The pie shows that we’re now down to just 18,308 genes. That’s over 8,000 genes fewer than six years ago. Many sequences that once looked like full-fledged genes, capable of generating a protein, now don’t make the grade. Some genes turned out to be pseudogenes–vestiges of genes that once worked but have been since wrecked by mutations. In other cases, DNA segments that appeared to be parts of separate genes have turned out to be part of the same gene.

Today scientists still don’t know the function of 5898 genes in the human genome. In other words, over the past six years about 7,000 genes either have been figured out or have vanished into the land of nevermind. That’s progress, of a sort. But unknown genes still represent a major slice of the human genome, because the total number of genes has fallen as well. The blue slice in the pie above represents 32.2% of all our known genes. For all the work that has poured into the genome, for all the grand announcements, we still don’t know have the faintest idea of what about a third of our genes are for.

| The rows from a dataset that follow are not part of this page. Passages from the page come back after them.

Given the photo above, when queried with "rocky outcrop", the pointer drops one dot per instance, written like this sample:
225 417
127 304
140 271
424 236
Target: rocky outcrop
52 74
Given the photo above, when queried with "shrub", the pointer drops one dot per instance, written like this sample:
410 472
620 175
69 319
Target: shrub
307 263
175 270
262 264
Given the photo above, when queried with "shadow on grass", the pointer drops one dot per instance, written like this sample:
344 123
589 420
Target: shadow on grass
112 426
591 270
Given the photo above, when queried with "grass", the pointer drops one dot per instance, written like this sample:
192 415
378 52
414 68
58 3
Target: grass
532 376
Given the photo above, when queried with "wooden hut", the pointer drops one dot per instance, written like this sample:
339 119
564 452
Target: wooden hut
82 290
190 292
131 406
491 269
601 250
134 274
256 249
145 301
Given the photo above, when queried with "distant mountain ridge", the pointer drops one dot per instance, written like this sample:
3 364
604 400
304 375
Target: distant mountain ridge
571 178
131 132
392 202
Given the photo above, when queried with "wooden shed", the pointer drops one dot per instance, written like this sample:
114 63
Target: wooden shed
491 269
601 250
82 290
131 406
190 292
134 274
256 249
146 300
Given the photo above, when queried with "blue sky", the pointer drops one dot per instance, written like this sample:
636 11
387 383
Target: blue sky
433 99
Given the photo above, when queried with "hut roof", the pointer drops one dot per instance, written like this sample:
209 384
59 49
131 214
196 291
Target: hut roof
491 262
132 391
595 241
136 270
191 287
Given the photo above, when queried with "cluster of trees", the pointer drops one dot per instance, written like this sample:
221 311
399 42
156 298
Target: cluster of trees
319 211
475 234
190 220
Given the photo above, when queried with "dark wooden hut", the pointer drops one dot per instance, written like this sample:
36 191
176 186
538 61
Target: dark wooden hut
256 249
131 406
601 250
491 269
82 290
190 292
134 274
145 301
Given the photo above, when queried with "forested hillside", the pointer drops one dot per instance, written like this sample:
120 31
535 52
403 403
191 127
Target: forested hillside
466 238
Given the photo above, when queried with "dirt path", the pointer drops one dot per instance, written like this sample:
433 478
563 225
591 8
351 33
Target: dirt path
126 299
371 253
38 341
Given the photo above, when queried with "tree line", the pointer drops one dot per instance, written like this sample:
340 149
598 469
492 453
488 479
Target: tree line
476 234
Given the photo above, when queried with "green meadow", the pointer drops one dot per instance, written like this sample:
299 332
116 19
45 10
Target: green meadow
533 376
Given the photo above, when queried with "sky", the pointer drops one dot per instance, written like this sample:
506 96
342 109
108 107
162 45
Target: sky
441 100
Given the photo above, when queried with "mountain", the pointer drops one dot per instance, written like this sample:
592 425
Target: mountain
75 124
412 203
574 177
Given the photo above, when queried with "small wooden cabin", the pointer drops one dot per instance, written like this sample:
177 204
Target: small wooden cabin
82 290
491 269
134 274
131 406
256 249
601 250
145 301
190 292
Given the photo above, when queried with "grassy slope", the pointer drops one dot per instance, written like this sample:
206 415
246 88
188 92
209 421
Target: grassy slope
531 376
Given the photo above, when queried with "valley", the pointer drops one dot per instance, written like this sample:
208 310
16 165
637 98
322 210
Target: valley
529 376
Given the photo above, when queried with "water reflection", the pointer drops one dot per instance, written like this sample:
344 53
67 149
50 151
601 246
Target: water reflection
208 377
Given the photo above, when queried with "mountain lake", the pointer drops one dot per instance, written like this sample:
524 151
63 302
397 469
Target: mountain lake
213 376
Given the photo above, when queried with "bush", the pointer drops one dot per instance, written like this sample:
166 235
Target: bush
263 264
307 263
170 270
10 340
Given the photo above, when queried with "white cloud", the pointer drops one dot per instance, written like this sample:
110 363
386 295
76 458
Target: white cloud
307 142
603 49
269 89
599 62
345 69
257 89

Actually, we don’t even know all that much about the “known” genes. A lot of the functions assigned to human genes actually come from research on other species. We share a common evolutionary history with mice and Drosophila flies and other organisms that scientists have studied carefully. We all descend from a common ancestor, but when our lineages diverged, those ancestral genes duplicated and diverged. Some disappeared and others took on new roles. It’s possible now to group the genes from many species into families. Within those families scientists can group genes into sub-families. Genes from the same sub-family tend to do the same thing, even if they are found in different species. So PANTHER assigns human genes functions that have been established for genes from the same sub-family through careful experiments on other organisms. That’s a good strategy, but the fact remains that few human genes have experimental evidence for their function in humans. In one study of 35329 proteins, scientists estimated that only 2784 met this gold standard.

That 35,329 figure may seem confusing, since we only have 18,308 genes. A single human gene can make more than one protein. Human genes come in pieces, separated by non-coding chunks of DNA, and those segments can be spliced together in different combinations. Scientists will discover many more splice variants. Each splice can have a significantly different function than other proteins produced by the same gene. This pie doesn’t capture that dimension of our knowledge (or our ignorance).

And then there’s the whole matter of all the other DNA that doesn’t encode proteins (98.5% of the genome all told). A lot of it is most likely a mishmash of broken genes and viral DNA. It’s possible to cut huge swaths of it out of a mouse’s genome with no apparent ill effect. But there are also a lot of important players hiding in that wilderness–switches that proteins can use to turn genes on and off, sequences that do not give rise to proteins but rather RNA molecules that create their own control system for a cell. In all of these complications, scientists will probably find the answer to the question, “How do roughly the same number of genes encode such different kinds of animals?” Complexity isn’t purely a matter of the number of genes you have. It’s also how you use them.

Getting an update on the human genome was interesting in itself, but the way I got it was interesting as well. I did not have to follow the traditional procedure, waiting for highly guarded paper to finally be published and reported on. The latest statistics on the human genome are out there now for anyone who cares to look at them. But in order to get at this information, you do need a fair amount of acumen. I would not have been able to have created this pie chart without Thomas’s help. Perhaps some science writers will become more like investigative political reporters who know how to sift through Federal election databases for the real news. If that gets us away from the illusion of the bombshell, it will be a good thing.